Now let's test our algorithm on the 5 page web described in Figure 1. First we need a list of the links. 

In [None]:
links = [(2,1),(4,1),(5,1),(1,2),(3,2),(4,3),(2,4),(3,5),(4,5)]


And we start by checking that `make_pagerank_matrices` works properly. 

In [None]:
(A,B) = make_pagerank_matrices(5,links)

In [None]:
np.set_printoptions(precision=2)
print("A = \n" + str(A) + "\n")
print("B = \n" + str(B))

Good. $A$ is indeed the transition matrix and $B$ is the zero matrix as there are no sinks.
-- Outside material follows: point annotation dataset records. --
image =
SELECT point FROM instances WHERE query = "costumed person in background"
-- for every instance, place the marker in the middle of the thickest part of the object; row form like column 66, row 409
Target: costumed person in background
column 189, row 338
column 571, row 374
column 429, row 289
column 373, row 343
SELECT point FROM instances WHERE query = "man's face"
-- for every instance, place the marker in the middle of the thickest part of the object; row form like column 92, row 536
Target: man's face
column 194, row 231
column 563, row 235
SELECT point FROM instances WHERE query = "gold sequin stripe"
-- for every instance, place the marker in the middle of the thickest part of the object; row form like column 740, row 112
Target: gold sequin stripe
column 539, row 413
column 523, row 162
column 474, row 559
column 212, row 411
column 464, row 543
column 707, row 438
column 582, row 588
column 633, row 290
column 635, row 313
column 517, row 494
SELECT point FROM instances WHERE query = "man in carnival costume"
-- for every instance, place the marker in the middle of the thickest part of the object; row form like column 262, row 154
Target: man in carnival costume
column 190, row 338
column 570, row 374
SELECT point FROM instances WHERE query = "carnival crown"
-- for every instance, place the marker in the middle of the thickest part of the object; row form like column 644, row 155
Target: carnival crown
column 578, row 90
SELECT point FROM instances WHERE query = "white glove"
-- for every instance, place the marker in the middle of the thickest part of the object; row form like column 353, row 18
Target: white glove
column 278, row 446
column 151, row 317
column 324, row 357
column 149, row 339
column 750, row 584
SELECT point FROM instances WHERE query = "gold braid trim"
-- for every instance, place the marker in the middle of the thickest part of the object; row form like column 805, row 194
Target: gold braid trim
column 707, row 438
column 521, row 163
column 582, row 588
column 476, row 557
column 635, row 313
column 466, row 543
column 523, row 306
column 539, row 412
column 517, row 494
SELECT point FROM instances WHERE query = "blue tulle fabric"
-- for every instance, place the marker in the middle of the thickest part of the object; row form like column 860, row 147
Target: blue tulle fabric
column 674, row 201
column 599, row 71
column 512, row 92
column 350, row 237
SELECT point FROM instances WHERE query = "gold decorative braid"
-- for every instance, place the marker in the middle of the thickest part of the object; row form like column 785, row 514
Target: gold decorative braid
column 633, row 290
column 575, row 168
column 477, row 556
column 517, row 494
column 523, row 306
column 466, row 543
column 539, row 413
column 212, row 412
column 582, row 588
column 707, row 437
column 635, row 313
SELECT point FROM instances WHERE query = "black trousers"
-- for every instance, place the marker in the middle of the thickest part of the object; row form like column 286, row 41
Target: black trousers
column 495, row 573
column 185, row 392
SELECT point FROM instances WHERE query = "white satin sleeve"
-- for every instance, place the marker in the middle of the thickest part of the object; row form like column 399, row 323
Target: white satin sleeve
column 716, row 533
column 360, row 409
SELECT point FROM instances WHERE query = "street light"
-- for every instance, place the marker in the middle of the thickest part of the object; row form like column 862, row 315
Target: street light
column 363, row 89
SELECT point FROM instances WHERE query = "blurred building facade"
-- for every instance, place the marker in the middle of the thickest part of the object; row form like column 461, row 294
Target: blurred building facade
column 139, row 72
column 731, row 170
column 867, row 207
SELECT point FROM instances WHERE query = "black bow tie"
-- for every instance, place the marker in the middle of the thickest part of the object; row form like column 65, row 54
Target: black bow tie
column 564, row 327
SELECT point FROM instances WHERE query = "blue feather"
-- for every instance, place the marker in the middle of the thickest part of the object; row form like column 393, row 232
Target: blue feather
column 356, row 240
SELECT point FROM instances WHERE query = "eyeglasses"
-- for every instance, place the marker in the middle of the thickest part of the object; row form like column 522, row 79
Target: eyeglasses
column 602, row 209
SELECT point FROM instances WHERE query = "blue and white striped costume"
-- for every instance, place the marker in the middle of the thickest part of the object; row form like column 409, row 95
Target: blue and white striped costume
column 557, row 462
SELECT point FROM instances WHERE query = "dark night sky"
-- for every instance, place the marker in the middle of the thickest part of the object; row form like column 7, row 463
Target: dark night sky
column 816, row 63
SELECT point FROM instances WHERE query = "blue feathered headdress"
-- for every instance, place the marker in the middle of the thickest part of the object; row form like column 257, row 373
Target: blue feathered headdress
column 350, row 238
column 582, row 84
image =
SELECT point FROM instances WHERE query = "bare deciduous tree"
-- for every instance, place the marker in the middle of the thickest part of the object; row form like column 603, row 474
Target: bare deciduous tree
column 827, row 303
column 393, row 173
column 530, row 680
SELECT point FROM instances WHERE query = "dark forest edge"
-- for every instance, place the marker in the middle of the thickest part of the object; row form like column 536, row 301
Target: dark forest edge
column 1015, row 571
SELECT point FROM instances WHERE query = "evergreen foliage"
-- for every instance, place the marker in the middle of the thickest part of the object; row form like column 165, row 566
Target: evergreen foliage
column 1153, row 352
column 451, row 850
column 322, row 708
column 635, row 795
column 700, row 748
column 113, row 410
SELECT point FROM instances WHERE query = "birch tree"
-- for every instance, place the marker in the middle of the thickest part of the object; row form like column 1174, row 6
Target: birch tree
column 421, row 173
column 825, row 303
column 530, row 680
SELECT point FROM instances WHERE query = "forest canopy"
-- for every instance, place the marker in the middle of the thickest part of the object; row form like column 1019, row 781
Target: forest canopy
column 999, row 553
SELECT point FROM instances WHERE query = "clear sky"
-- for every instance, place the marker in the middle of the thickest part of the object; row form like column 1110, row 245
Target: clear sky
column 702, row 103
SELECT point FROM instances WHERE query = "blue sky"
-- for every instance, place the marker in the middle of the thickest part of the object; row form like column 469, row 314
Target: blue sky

Now we apply `pagerank` itself. 

In [None]:
p_rank = pagerank(5,links,1e-08)

In [None]:
print(p_rank)

Now let's print out our results nicely. 

In [None]:
for i in range(len(p_rank)): 
    #print("Page " + str(i+1) + "has importance " + str(p_rank[i]))
    print("Page {} has importance {:.2f}".format(i+1,p_rank[i]))

So the pages ranked in terms of importance are  

1. Page 2,
2. Page 4, 
3. Page 3,
4. Page 1, 
5. Page 5.

This might surprise you, in that page 2 is ranked above page 4. However this does make sense when we  note that page 4 distributes all of its importance/rank to page 2 via a unique link.